2. the voice signal detection method of digital audio system according to claim 1, is characterized in that, the method comprises the following steps:

2) utilize the absolute value average of N frame of digital sound signal, calculate mean absolute deviation values wherein n=1,2 ..., N, Σ represent summation, for the average of X [1] ~ X [N];

3) using digital audio system without actual measurement mean absolute deviation values during input signal as default noise gate Th, and mean absolute deviation values d [n] to be compared with default noise gate Th; When d [n] is more than or equal to Th, noise frame counter noisecnt=0, voice signal frame counter signalcnt=signalcnt+1; Otherwise, noise frame counter noisecnt=noisecnt+1, voice signal frame counter signalcnt=0;

4) if noise frame counter noisecnt is less than default walkaway frame number, and voice signal frame counter signalcnt is less than default Speech signal detection frame number, then the testing result of the n-th frame of digital sound signal is judged to be intermediate state; If voice signal frame counter signalcnt is more than or equal to default Speech signal detection frame number, then the n-th frame of digital sound signal is voice signal, and signalcnt resets to 0; If noise frame counter noisecnt is more than or equal to default walkaway frame number, then this n-th frame of digital sound signal is noise, and noisecnt resets to 0;

5) preserve signalcnt, noisecnt, the n-th frame of digital sound signal testing result, return step 1) continue to detect digital audio and video signals to be detected.
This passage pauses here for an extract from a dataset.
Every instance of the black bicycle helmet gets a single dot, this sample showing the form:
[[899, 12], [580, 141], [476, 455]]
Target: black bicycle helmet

3. the voice signal detection method of digital audio system according to claim 2, is characterized in that, the value of N is relevant to the sampling rate of digital audio and video signals, and when sampling rate is 176.4K, N gets 16; Or N gets 8 when sampling rate is 96K and 88.2K; Or N gets 4 when sampling rate is 48K and 32K.

4. the voice signal detection method of digital audio system according to claim 3, is characterized in that, described Speech signal detection frame number=signal detection time × sampling rate/1000/ frame length.

5. the voice signal detection method of digital audio system according to claim 3, is characterized in that, described walkaway frame number=walkaway time × sampling rate/1000/ frame length.